This page is devoted to suggestions and recommendations for writing rule text.
- Use clear referents. Pronouns that do not clearly indicate their reference are fair game for "creative interpretation".
- Beware self-reference. A rule or concept that has a circular reference to itself can get very confusing, and even crash the game by paradox.
- Be consistent with keywords. Varying the language may sound better, but using different words like "hold" and "carry" for the same concept will cause confusion. The rule is more secure if the keywords are kept monotonously consistent.
- Verify you haven't accidentally used a defined term. Check the glossary and rest of the ruleset for any important words you use. They may have unexpected meanings.

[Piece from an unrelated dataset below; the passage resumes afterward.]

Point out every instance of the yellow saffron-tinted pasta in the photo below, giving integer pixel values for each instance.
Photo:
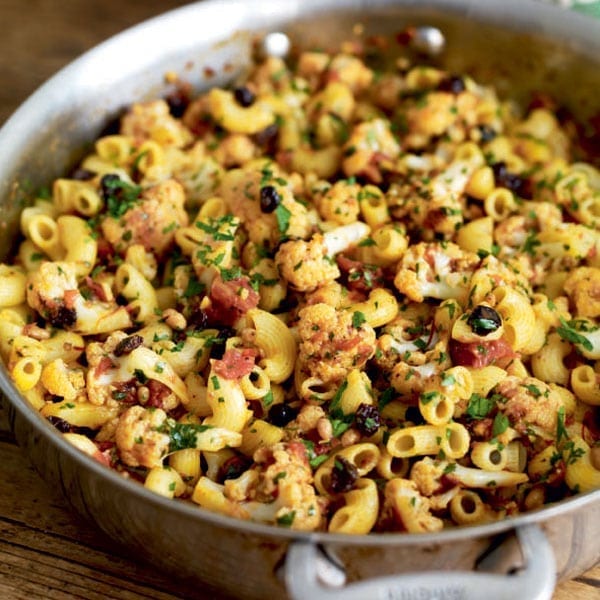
(331, 298)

- Consider your assumptions. The rules of logic always apply, but the underlying assumptions are subject to the whim of the players, so it is a good idea to assess what the current game environment will permit. Is the game simulationist or purely abstract? Generally, assumptions about a concrete concept are slightly safer than assumptions about a fantastical concept. (Can one have a negative number of Bananas? Or give the same Banana to three people simultaneously? Or eat a Banana and have it, too? What about if we are talking about Magical Energy instead of Bananas?)
- Specify rule interactions. It is better to specify rule interactions explicitly. In particular, conflicts with other rules should be addressed by establishing a precedence order between them.

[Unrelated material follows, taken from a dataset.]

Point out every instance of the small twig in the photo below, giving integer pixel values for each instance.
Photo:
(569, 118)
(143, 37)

- Keep it short and sweet. Concise text is easier to work with. Unless obscuration is your goal...
- Build components. A complex rule proposal is more likely to pass if it is built out of rule "chunks". It may also be easier to judge its effect by observing the smaller components in play.
- Use examples. (hmmm, these guidelines could use some examples!)
(it would be nice to add sample blocks of rule text we consider "solid" which could be copied and re-used.)